Based on the position of the “Y” in this line-drawing reproduction, the chamois (a “goat-antelope”) gave birth in the second month after the snowmelt, researchers say.
Primarily based on the place of the “Y” on this line-drawing replica, the chamois (a “goat-antelope”) gave delivery within the second month after the snowmelt, researchers say.B. Bacon et al/Cambridge Archaeological Journal 2023

“This can be a actually huge deal cognitively,” says Ben Bacon, an unbiased researcher primarily based in London. “We’re coping with a system that has intense group, intense logic to it.”

A furnishings conservator by day, Bacon spent years poring by scientific articles to compile over 800 cases of those cave markings. From his analysis and studying the literature, he reasoned that the dots corresponded to the 13 lunar cycles in a 12 months. However he thought that the hunter-gatherers would’ve been extra involved with seasonal adjustments than the moon.

Within the new paper, he and colleagues argue that somewhat than pinning a calendar to astronomical occasions just like the equinox, the hunter-gatherers began their calendar 12 months with the snowmelt within the spring. Not solely would the snowmelt be a transparent level of origin, however the meteorological calendar would additionally account for variations in timing throughout areas.

For instance, although snowmelt would begin on completely different dates in several latitudes, bison would all the time mate roughly 4 lunar cycles — or months — after that area’s snowmelt, as indicated by 4 dots or strains.

“For this reason it’s such a intelligent system, as a result of it’s primarily based on the common,” Bacon says. “Which suggests in the event you migrate from the Pyrenees to Belgium, you possibly can simply use the identical calendar.”

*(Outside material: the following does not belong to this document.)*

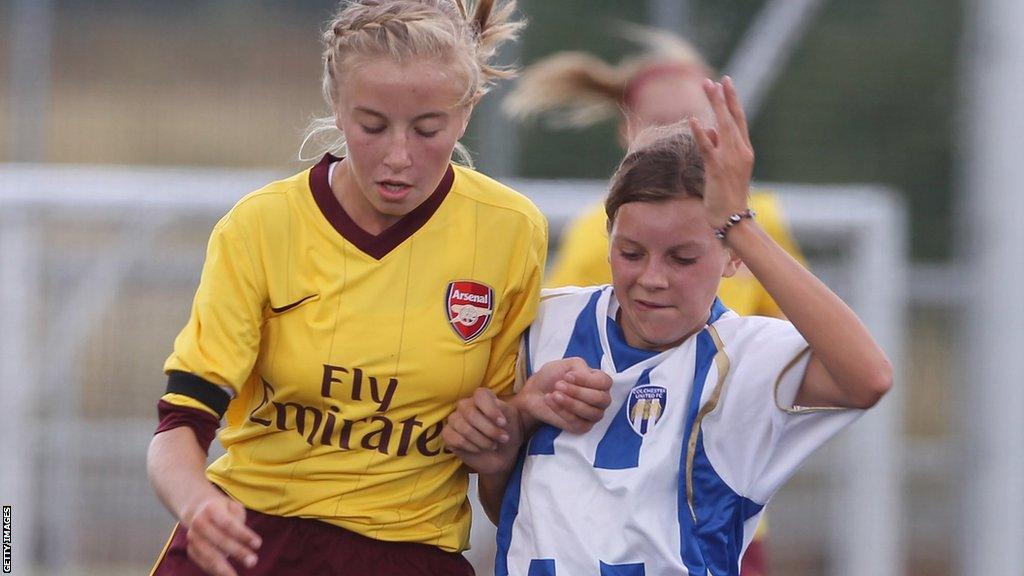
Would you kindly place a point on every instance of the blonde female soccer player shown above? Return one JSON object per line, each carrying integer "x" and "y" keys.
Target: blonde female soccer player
{"x": 711, "y": 412}
{"x": 340, "y": 315}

He wanted knowledge to show his concept. After compiling the markings, he labored with educational researchers to establish the timing of migration, mating and delivery for widespread Ice Age animals focused by hunter-gatherers through the use of archaeological knowledge or evaluating with comparable trendy animals. Subsequent, the researchers decided if the marks aligned considerably with essential life occasions primarily based on this calendar. When the workforce ran the statistical evaluation, the outcomes strongly supported Bacon’s idea.

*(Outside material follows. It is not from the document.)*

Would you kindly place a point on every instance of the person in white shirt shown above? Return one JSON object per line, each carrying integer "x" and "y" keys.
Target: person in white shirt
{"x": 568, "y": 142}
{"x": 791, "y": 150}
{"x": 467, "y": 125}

When explaining the markings, “we’ve argued for notational methods earlier than, but it surely’s all the time been pretty speculative as to what the folks had been counting and why they had been counting,” says Brian Hayden, an archaeologist at Simon Fraser College in Burnaby, British Columbia, who peer-reviewed the paper. “This provides much more depth and specificity to why folks had been conserving calendars and the way they had been utilizing them.”

Linguistic consultants argue that, given the dearth of standard syntax and grammar, the marks wouldn’t be thought of writing. However that doesn’t make the discovering inherently much less thrilling, says paleoanthropologist Genevieve von Petzinger of the Polytechnic Institute of Tomar in Portugal, who wasn’t concerned within the examine. Writing methods are sometimes mistakenly thought of a pinnacle of accomplishment, when in truth writing can be developed solely in cultural contexts the place it’s helpful, she says. As an alternative, it’s vital that the marks present a approach to maintain information exterior of the thoughts.

“In a method, that was the massive cognitive leap,” she says. “All of a sudden, now we have the flexibility to protect [information] past the second. We have now the flexibility to transmit it throughout house and time. All the things begins to vary.”

The controversy over these marks’ meanings continues. Archaeologist April Nowell doesn’t purchase most of the workforce’s assumptions. “It boggles my thoughts why one would wish a calendar … to foretell that animals had been going to have offspring within the spring,” says Nowell, of the College of Victoria in British Columbia. “The quantity of knowledge that this calendar is offering, if it truly is a calendar, is sort of minimal.”

Hayden provides that, whereas the fundamental sample would nonetheless maintain, a number of the cave marks had “wiggle room for interpretation.” The subsequent step, he says, shall be to evaluate and confirm the interpretations of the marks.